Let’s use an example. Sally is getting ready to go out and asks her friend Kate if she looks ok. Kate says ‘I don’t really like that dress to be honest’. Sally shrugs it off and goes to change. As soon as she is out of sight, she bursts into tears and never wears the dress again. Later she admits this to Kate who is utterly baffled and cannot understand how on earth she provoked such an extreme reaction from a superficial comment. She was just being honest and trying to help. Both Kate and Sally feel confused and bury the topic, only to hold onto a slight feeling of awkwardness around the other.
The issue was at least in part, the words used. For Kate, she was only stating a truth. She was being honest and trying to help her friend make a more flattering choice. She had absolutely no malintent and feels Sally’s response is a complete overreaction. On the other hand, Sally didn’t tell Kate she was already feeling unsure of herself that night.
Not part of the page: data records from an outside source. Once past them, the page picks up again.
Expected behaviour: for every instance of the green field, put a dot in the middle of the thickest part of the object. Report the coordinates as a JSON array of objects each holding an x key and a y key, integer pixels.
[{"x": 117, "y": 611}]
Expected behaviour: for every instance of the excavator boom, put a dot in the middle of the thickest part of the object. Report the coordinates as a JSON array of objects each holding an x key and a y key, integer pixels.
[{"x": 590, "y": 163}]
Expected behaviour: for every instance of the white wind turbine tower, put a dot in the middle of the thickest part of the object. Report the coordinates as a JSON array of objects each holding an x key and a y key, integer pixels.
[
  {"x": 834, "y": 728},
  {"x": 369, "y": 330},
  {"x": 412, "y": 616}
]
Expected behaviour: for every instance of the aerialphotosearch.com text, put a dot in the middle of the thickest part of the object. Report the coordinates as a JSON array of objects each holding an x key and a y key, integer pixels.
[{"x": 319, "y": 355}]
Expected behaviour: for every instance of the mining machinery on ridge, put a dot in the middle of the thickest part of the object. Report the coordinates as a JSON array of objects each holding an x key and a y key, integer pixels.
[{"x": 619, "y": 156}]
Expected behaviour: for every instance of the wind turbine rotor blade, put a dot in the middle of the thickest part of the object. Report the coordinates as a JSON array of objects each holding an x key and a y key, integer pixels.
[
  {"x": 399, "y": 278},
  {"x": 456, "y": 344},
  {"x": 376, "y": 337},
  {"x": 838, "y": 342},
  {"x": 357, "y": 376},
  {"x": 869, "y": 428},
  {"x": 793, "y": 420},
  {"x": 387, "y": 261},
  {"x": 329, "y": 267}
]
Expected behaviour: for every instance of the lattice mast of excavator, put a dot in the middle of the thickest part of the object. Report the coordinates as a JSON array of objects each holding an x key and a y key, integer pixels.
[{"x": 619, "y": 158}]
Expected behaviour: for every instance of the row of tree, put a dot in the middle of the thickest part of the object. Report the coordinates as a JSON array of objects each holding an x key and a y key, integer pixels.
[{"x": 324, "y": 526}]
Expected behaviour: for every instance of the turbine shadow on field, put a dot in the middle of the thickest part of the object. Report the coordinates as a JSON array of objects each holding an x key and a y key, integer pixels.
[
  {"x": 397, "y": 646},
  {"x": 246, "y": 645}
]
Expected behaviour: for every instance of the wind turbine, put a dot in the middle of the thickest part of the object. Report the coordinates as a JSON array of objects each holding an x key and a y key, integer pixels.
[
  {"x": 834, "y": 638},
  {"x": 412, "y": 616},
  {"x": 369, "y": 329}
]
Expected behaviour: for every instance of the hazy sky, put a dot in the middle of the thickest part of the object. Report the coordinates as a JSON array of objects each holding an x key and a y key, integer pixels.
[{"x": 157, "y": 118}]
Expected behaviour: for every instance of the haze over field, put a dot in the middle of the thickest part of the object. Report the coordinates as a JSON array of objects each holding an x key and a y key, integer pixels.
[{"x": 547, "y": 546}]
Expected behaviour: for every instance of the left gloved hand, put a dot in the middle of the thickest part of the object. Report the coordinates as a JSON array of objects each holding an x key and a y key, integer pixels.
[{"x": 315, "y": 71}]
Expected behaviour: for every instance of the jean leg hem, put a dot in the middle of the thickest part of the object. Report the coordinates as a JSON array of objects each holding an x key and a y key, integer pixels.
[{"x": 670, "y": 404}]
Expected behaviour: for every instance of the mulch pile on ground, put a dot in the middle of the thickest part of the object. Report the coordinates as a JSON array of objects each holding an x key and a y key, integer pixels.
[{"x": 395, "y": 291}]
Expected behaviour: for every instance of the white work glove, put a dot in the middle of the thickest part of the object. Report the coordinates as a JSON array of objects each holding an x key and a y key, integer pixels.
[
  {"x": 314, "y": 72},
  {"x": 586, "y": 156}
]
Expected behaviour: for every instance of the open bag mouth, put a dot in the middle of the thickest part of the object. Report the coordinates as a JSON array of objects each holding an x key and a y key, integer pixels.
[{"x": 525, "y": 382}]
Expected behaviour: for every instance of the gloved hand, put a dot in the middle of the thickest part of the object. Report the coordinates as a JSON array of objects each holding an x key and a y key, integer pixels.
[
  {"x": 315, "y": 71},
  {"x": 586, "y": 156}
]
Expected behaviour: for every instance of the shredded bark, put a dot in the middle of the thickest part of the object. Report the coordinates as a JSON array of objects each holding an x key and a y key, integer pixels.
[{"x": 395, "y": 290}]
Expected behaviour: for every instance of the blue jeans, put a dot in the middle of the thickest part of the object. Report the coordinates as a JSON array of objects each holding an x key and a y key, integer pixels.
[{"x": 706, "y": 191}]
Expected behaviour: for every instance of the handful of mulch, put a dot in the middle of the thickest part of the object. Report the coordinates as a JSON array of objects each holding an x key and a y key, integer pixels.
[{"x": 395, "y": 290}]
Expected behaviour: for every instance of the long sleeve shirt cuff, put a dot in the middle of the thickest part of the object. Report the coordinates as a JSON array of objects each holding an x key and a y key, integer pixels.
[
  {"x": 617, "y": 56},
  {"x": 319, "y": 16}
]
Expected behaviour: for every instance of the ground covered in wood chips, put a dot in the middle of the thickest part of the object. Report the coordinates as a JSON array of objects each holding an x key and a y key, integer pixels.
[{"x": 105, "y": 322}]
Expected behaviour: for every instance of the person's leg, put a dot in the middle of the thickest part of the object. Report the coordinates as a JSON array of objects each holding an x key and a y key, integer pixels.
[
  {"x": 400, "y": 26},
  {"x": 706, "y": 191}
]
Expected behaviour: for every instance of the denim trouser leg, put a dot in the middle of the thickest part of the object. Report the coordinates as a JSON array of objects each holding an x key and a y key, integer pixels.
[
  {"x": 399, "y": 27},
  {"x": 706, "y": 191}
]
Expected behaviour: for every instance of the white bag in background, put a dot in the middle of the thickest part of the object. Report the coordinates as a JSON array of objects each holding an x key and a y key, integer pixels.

She rarely felt pretty or confident and when Kate made that comment Sally was suddenly and inexplicable flooded with a feeling of inadequacy and unattractiveness. She hadn’t been consciously expecting a negative response, so Kate’s answer caught her off guard and amplified her lack of confidence.
Could this have been mitigated with softer words? Let’s replay the scene with different language. Sally asks Kate if she looks ok, and Kate replies, ‘yes, but you know what dress looks really great? That blue one you wore on your birthday.’ Sally smiles, throws on the blue dress, and goes on to have an awesome night. Because this time Kate’s words evoked a positive association. They still helped Sally to choose an outfit, but the words made her feel more confident rather than less confident. There was no ‘gut punch’ moment. No sudden feeling of inadequacy.
When we are interacting with someone on the opposite end of the sensitivity spectrum, our words and intentions can get lost in translation. What we say may not be what the other person hears. And maybe what we intend isn’t exactly what comes out of our mouth. So it is useful to consider how we use language to communicate thoughts, feelings, and intentions.
Counselling and conflict resolution emphasise how we can use words to calm tense interactions without escalating things. There is a focus on avoiding accusatory language like ‘you made me feel this’ and instead replacing it with more passive language like ‘when you said that, I felt this.’ The idea is to speak for yourself only – ‘I’ not ‘you’.
Sometimes we need a little help with the translating, so here is a handy guide to spark some thought, and maybe help with those WFT moments:
|COMMENT||WHAT IS RECEIVED||ALTERNATIVE|
|I don’t like your…||Something about me is unlikeable||I personally prefer…|
|I wish you would…||I do not meet their expectations||It would be great if…|
|You made me feel…||They blame me||When that happened, I felt…|
|Don’t do that||I feel attacked/ defensive||When xxx happens, I feel…|
|You can do better||I have disappointed them||You have the skill to make xxx improvements|
|You’re not very good at…||I am not good enough||Your real strength is….|
|Don’t be sensitive||I am weak||Help me understand what you feel|
|General teasing||I am inadequate||Make it positive; EG ‘you’re so tidy’ not ‘you’re a neat freak’|
The important thing to remember is we are all different and we all have our own way of communicating. Less sensitive people will not always understand the subtle ‘post prism’ feelings spectrum, and sensitive people will not always be able to curb an emotion. But if we can learn that both ways of being are valid and words are a powerful translator for feelings, we stand a much better chance of meeting in the middle and being able to communicate effectively.